这篇博客紧接前面的内容:https://blog.csdn.net/qysh123/article/details/109666416
在我们预训练了Transformers的某个model之后(如RoBERTa),怎么用训练好的model生成某一个句子的Representation呢,其实过程也是很简单的:
在这里看到了有人在问这个问题:https://github.com/huggingface/transformers/issues/2986
其中第一个回答说他写了一篇文章介绍了过程,我仔细看了一下,发现确实介绍得很详细了:https://github.com/BramVanroy/bert-for-inference/blob/master/introduction-to-bert.ipynb
我就简单补充一点:正如这个作者所说的:Be careful, though, because the differences between model APIs, however small, are incredibly important. For instance, the position of the classification token is not the same for all models. 所以每种预训练模型还是有一定区别的。在之前的那篇博客中,我训练的是RoBERTa,所以这里也需要进行对应。roberta在transformers中的定义的模型种类很多:https://github.com/huggingface/transformers/blob/master/src/transformers/modeling_roberta.py
我训练的时候用的是RobertaForMaskedLM,显而易见,是用MLM作为训练任务的。另外顺便需要指出的一点是:按照这里的介绍:https://github.com/huggingface/transformers/issues/6414
RobertaModel is not something you can use directly with Trainer as it doesn't have any objective (it's the base model without head). You should pick a model with head relevant to your task. 我们并不能直接使用class RobertaModel用Trainer来进行训练。那这里面就有一个问题了,如果我训练的时候用的是RobertaForMaskedLM,加载模型的时候能直接加载成RobertaModel吗?我试了一下,对于保存好的模型,加载为RobertaModel和RobertaForMaskedLM都是可以的!但是,这两者在生成Sentence的Representation的时候是不一样的,这一点需要特别注意:
我仿照上面那个教程尝试了一下,这里另外需要注意一点,我们这里说的Sentence的embedding,指的是经过encoder处理之后的hidden state,而不是输入encoder的embedding。这里有个讨论:https://github.com/huggingface/transformers/issues/2072
下面给出的第一个回答中的两种方法,给出的是输入encoder的embedding,两种方法分别是:
from transformers import RobertaTokenizer, RobertaModel
import torch
tok = RobertaTokenizer.from_pretrained("roberta-base")
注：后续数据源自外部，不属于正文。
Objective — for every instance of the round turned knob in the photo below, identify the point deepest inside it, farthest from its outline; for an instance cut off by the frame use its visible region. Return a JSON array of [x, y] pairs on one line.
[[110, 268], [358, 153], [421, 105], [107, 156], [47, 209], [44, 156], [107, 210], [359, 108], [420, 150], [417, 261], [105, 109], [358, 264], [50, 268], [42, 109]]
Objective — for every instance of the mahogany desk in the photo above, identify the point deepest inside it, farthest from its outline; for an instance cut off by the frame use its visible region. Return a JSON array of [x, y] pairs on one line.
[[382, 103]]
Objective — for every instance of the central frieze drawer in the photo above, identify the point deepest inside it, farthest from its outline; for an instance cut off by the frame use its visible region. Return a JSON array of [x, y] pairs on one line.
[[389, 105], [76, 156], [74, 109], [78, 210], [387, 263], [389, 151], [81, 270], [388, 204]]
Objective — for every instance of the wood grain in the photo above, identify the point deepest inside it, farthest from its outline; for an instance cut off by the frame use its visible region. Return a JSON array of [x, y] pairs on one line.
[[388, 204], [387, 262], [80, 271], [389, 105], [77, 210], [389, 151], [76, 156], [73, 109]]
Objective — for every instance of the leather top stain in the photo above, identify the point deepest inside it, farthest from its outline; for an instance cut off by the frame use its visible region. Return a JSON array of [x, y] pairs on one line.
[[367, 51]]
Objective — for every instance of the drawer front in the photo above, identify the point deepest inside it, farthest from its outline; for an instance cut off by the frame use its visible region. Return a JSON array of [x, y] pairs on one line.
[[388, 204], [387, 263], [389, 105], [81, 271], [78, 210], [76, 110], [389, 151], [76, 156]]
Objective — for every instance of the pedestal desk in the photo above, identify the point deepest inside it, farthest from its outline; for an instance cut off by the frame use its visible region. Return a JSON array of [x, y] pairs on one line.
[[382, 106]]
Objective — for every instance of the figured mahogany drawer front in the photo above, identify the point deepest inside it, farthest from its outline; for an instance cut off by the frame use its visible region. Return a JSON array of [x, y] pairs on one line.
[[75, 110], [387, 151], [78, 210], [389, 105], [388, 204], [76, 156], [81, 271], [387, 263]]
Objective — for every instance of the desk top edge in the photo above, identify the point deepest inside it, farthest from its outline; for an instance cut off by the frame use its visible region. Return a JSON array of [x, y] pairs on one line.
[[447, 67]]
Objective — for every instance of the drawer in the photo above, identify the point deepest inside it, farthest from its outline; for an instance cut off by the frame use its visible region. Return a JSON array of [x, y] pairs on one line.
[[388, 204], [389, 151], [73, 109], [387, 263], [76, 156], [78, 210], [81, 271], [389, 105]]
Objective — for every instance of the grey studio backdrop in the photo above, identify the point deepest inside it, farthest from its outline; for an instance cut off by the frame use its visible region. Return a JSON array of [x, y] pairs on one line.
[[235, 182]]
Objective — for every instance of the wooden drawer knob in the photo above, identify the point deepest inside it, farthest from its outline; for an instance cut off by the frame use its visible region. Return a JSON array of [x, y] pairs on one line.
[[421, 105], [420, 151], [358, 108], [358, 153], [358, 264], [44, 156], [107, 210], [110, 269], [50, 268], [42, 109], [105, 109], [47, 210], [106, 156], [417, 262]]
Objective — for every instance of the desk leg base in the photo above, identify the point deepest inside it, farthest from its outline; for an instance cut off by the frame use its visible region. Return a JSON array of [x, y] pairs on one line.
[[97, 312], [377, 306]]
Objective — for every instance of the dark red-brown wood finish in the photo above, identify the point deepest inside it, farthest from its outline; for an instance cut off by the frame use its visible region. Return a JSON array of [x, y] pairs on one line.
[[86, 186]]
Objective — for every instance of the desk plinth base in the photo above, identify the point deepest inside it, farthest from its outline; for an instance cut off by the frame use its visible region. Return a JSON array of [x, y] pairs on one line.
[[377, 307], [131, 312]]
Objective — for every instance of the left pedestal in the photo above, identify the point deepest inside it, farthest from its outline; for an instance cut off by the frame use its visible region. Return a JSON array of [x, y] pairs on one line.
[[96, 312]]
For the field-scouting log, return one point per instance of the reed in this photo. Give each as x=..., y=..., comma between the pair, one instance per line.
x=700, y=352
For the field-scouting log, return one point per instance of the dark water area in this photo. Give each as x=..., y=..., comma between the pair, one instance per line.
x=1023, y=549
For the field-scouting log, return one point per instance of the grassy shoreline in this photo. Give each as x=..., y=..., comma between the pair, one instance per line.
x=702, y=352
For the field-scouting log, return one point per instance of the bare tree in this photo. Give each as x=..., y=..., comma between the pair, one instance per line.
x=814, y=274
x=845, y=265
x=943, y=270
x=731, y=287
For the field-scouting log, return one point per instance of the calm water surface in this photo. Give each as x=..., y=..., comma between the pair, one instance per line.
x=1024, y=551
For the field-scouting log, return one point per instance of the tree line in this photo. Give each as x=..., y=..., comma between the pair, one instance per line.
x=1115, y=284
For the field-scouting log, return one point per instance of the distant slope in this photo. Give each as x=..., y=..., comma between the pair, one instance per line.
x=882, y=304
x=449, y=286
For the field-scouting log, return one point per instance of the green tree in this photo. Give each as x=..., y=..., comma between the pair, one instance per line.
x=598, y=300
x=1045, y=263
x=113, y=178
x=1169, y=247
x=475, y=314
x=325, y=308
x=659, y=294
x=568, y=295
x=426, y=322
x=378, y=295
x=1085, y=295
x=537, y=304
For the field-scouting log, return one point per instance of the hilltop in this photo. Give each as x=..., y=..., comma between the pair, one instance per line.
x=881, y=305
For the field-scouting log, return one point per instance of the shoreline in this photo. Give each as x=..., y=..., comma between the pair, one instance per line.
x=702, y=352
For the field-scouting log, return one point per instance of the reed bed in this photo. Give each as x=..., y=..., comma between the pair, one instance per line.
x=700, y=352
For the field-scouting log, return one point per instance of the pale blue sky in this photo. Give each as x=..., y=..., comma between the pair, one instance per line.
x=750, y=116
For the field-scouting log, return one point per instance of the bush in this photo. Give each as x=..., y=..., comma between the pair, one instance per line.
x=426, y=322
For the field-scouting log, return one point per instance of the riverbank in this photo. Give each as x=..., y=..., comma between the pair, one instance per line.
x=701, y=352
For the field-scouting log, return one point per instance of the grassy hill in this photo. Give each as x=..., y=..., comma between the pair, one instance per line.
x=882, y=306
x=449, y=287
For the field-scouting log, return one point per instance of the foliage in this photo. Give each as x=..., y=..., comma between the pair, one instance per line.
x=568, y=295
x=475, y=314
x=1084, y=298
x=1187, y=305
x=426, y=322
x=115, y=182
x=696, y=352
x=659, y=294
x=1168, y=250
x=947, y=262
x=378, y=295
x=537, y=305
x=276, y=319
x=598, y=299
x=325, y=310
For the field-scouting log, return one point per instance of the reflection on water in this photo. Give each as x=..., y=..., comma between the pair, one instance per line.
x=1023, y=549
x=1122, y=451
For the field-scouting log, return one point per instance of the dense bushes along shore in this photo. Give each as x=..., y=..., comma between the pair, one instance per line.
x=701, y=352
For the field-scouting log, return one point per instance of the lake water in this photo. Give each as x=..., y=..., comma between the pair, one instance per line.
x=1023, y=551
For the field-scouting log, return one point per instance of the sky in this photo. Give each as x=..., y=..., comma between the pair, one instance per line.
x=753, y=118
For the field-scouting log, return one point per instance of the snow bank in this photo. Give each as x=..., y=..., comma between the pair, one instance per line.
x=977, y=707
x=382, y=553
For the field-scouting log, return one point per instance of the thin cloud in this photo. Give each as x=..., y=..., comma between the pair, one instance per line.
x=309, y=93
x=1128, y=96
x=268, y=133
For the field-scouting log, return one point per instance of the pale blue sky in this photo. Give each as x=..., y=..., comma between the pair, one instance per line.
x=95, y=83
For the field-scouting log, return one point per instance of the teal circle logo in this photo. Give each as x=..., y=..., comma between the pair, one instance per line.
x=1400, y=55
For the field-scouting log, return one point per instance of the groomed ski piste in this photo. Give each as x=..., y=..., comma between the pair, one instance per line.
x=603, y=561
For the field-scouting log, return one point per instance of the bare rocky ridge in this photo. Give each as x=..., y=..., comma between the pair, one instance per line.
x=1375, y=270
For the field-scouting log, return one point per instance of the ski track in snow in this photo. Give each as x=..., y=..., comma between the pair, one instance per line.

model = RobertaModel.from_pretrained("roberta-base")
sentence = torch.tensor([tok.encode("Alright, let's do this")])
embedding_output = model.embeddings(sentence)
和:
from transformers import RobertaTokenizer, RobertaModel, RobertaConfig
import torch
config = RobertaConfig.from_pretrained("roberta-base")
config.output_hidden_states = True
tok = RobertaTokenizer.from_pretrained("roberta-base")
model = RobertaModel.from_pretrained("roberta-base", config=config)
sentence = torch.tensor([tok.encode("Alright, let's do this")])
output = model(sentence) # returns a tuple(sequence_output, pooled_output, hidden_states)
hidden_states = output[-1]
embedding_output = hidden_states[0]
这两段代码都很简单,但为什么说这里的embedding_output指的是输入encoder的embedding呢?其实很简单,我们看看RobertaModel的embeddings方法是怎么样定义的即可(可通过这个链接查看:https://github.com/huggingface/transformers/blob/0c9bae09340dd8c6fdf6aa2ea5637e956efe0f7c/src/transformers/modeling_roberta.py#L587):
self.embeddings = RobertaEmbeddings(config)
RobertaEmbeddings这个class的forward方法最后几行是这样的:
if inputs_embeds is None:
inputs_embeds = self.word_embeddings(input_ids)
position_embeddings = self.position_embeddings(position_ids)
token_type_embeddings = self.token_type_embeddings(token_type_ids)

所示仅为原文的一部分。